Das Badezimmer stellt besonders hohe Anforderungen an Elektroplanung. Wasser, Feuchtigkeit, Abdichtung, Sanitärinstallation, Lüftung, Heizung, Fliesen, Spiegel, Beleuchtung und Steckdosen müssen sicher und fachgerecht aufeinander abgestimmt werden. Gerade im Bad darf Elektro nicht improvisiert werden.

Bei einer Badsanierung sind typische Elektrothemen:

Eine Badsanierung beginnt oft mit der Frage nach Dusche, WC, Waschtisch, Badewanne, Fliesen und Badmöbeln. Doch die Elektroplanung muss früh dazukommen. Der Spiegel braucht Strom. Der Lüfter muss richtig eingebunden werden. Steckdosen sollen praktisch erreichbar sein. Licht muss blendfrei, funktional und angenehm sein. Wenn eine bodengleiche Dusche geplant wird, müssen alle Gewerke exakt zusammenarbeiten.

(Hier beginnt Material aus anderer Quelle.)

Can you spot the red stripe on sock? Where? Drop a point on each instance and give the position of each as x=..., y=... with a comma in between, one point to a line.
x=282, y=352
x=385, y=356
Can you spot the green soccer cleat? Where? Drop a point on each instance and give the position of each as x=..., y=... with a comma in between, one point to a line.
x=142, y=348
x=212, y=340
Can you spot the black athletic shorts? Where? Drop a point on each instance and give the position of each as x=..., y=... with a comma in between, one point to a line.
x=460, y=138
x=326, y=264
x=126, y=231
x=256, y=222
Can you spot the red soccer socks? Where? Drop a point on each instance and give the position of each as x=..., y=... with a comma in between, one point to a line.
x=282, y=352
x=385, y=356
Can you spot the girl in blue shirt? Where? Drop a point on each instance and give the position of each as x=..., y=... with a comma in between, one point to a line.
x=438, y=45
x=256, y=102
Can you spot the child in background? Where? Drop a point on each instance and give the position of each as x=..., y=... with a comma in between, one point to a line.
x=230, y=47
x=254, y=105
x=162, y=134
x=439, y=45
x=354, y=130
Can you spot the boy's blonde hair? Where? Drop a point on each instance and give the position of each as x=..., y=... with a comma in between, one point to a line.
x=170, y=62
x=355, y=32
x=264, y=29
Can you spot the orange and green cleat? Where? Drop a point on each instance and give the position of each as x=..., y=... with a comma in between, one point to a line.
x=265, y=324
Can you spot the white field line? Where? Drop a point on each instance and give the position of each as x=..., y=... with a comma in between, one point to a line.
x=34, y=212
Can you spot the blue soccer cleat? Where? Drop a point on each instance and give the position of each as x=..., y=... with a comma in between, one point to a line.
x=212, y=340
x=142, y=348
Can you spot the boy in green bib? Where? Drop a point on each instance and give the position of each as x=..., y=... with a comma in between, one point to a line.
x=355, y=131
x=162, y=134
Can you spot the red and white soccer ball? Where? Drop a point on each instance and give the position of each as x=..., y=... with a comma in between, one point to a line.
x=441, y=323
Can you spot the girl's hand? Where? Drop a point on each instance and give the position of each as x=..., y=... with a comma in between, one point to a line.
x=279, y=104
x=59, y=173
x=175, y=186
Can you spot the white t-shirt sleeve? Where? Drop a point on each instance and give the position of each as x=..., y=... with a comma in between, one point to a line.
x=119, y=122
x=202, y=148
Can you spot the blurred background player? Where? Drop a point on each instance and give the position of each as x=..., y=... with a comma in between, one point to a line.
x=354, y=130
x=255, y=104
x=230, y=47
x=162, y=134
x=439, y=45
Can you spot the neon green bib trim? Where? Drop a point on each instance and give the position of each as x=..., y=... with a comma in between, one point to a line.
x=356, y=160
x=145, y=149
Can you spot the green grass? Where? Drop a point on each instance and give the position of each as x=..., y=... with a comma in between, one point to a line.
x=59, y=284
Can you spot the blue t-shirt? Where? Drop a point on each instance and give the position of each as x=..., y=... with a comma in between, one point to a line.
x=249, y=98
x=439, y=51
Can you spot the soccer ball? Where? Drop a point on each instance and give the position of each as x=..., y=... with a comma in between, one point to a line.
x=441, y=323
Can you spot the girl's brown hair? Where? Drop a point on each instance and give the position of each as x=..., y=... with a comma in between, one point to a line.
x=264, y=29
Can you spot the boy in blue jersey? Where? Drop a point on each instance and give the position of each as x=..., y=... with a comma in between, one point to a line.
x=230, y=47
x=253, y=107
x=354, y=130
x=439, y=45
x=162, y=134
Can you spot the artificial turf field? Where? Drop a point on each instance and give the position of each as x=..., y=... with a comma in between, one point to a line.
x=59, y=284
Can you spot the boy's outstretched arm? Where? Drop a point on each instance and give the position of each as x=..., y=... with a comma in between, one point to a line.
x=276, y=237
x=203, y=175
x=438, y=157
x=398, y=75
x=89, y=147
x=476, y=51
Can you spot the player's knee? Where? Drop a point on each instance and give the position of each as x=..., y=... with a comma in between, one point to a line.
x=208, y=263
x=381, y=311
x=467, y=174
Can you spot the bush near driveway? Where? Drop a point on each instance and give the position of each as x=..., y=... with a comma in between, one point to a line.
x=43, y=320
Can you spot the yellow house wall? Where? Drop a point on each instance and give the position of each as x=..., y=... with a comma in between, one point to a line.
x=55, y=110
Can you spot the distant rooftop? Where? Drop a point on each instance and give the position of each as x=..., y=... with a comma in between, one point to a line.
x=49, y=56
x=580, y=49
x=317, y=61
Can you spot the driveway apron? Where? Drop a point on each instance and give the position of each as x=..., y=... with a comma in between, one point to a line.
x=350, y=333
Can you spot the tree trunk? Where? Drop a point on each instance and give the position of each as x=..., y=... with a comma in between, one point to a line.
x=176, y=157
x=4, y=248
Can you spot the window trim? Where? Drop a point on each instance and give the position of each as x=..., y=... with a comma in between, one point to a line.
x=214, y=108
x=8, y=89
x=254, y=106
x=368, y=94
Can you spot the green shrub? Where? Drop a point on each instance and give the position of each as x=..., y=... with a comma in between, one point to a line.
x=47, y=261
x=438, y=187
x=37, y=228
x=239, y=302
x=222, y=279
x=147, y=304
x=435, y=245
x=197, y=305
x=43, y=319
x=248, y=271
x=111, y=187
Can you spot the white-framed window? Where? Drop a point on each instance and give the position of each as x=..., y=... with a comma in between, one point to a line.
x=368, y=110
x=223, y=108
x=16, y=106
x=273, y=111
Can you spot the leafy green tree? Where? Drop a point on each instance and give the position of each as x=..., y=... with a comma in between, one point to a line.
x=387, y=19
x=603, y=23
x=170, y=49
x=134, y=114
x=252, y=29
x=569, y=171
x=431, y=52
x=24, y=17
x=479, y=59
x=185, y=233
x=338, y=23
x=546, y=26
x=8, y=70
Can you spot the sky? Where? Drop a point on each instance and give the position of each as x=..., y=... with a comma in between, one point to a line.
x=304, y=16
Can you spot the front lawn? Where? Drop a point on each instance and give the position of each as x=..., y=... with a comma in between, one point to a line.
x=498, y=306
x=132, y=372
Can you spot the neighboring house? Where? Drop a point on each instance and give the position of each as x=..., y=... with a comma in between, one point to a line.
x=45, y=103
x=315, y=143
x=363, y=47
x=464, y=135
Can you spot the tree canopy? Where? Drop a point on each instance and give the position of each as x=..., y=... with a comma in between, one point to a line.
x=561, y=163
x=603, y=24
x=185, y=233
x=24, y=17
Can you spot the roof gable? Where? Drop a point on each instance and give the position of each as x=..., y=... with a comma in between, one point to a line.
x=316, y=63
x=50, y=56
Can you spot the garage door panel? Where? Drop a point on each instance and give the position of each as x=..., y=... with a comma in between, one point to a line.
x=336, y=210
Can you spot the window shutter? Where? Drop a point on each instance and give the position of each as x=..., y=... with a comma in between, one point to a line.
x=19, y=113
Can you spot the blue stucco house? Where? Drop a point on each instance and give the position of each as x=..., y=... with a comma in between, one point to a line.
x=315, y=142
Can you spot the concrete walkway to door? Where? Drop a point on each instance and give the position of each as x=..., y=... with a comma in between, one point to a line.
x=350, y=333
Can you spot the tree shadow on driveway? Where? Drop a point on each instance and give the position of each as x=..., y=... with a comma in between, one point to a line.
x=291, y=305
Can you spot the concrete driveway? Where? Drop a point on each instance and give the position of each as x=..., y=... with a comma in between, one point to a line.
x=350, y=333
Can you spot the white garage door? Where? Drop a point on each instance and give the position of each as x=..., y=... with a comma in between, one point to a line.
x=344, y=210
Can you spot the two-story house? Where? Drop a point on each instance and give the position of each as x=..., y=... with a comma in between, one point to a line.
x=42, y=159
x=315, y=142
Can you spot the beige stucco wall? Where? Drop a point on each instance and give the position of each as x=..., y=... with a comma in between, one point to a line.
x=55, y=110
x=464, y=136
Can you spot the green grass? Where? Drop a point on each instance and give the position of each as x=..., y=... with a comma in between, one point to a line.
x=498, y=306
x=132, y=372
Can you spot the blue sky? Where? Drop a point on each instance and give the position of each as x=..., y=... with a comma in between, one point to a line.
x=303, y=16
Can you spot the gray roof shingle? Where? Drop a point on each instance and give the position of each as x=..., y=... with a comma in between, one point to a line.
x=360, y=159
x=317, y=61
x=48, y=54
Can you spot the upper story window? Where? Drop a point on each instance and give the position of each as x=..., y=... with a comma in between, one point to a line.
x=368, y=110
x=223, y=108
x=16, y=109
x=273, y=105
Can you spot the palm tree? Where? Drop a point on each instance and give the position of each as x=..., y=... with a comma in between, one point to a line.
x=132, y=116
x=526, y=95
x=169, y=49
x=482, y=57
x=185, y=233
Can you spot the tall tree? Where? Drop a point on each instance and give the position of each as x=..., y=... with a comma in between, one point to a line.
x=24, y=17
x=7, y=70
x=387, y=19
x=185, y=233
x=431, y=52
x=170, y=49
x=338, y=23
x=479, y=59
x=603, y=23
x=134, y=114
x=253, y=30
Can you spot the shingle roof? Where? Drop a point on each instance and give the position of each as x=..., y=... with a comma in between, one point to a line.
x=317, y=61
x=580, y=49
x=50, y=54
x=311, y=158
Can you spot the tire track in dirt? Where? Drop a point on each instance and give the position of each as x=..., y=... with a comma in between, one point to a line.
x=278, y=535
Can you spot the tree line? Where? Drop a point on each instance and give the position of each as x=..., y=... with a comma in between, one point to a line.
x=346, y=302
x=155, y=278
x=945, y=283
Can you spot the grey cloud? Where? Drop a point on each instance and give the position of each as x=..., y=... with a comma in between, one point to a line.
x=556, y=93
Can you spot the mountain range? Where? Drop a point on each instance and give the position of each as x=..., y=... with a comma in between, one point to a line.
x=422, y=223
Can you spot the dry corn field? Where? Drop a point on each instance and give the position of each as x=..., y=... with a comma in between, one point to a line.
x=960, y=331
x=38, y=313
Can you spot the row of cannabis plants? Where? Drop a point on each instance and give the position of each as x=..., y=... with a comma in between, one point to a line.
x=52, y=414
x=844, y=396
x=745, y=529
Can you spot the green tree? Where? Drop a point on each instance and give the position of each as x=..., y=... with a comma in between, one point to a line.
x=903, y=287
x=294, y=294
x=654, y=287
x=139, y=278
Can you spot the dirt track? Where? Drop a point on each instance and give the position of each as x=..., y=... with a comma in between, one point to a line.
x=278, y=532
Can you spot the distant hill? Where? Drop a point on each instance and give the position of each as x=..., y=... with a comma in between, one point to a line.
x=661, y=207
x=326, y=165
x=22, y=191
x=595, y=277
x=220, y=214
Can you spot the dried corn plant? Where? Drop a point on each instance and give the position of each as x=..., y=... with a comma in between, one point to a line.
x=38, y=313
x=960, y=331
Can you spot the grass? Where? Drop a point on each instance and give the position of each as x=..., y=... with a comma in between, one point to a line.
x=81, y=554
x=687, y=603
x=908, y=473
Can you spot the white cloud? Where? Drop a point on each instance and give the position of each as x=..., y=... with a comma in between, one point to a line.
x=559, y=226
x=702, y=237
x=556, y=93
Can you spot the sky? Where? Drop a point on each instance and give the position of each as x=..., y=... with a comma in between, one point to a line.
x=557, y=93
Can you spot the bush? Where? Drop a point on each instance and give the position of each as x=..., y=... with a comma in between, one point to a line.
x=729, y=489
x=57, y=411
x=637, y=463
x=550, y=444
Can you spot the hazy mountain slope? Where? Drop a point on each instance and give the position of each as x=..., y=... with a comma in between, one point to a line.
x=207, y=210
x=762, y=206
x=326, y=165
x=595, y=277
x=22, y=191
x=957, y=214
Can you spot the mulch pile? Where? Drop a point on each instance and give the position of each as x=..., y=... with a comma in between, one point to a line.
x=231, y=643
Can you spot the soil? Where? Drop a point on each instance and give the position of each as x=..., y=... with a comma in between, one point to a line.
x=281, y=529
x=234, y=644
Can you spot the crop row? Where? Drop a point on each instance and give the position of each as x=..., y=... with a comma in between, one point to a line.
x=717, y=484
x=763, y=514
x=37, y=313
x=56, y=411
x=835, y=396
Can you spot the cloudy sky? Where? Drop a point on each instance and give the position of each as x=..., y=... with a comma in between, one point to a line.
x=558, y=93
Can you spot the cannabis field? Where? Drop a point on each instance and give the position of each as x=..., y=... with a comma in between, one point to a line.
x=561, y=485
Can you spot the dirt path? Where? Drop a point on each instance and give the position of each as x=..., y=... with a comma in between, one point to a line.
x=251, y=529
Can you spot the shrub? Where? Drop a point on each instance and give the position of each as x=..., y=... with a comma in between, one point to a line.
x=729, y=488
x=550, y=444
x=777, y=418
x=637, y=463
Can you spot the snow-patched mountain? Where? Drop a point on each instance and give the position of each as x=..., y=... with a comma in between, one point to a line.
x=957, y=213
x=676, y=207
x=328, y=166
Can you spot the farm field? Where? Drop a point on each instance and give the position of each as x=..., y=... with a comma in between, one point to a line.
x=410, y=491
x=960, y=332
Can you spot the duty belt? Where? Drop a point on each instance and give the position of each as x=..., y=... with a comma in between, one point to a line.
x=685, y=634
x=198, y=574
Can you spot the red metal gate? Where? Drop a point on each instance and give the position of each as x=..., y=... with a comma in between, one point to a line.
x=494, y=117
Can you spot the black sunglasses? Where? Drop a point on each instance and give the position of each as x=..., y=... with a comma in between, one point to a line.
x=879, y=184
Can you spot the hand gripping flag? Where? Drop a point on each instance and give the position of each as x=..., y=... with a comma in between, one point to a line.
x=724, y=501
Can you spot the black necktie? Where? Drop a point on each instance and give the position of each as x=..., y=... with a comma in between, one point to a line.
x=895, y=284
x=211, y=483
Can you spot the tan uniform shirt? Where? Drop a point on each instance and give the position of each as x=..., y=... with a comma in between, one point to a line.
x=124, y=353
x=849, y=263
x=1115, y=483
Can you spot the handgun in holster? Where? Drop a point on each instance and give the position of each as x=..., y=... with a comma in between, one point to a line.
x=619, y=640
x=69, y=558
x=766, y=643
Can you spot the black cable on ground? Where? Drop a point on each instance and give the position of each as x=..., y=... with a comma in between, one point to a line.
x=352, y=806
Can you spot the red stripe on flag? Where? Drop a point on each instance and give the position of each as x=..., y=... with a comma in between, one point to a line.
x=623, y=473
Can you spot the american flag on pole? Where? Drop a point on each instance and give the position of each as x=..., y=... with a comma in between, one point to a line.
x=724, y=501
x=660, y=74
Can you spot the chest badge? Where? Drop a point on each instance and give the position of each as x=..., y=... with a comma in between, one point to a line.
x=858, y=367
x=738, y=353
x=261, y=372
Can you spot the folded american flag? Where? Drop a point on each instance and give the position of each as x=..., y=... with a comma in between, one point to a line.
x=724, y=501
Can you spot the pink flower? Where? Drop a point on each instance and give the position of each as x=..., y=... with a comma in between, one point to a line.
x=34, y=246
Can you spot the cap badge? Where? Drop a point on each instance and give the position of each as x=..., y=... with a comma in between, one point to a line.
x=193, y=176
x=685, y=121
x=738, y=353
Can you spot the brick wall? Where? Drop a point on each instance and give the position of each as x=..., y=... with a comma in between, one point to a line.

Radex koordiniert Badsanierungen so, dass Elektrofachpartner, SHK-Leistungen, Trockenbau, Fliesen und Innenausbau zusammenpassen. Im Bereich Sanitär und Heizung bringt Radex eigene SHK-Meisterkompetenz ein. Elektroarbeiten werden durch qualifizierte Fachpartner ausgeführt. Dadurch entsteht ein Bad, das nicht nur optisch modern ist, sondern technisch sinnvoll funktioniert.

Besonders bei kleinen Bädern ist die Planung wichtig. Dort gibt es wenig Platz, aber viele Anforderungen. Waschtisch, Spiegel, Schalter, Steckdose, Lüfter, Tür, Dusche und Heizkörper dürfen sich nicht gegenseitig stören. Bei barrierearmen Bädern kommen Erreichbarkeit, Sicherheit, Beleuchtung und langfristige Nutzung hinzu.

Wer ein Bad im Rhein-Main-Gebiet saniert, sollte Elektrokoordination früh einplanen. So werden Licht, Steckdosen, Spiegel, Lüfter und Badtechnik nicht zum Nachtrag, sondern zum festen Bestandteil der Badplanung.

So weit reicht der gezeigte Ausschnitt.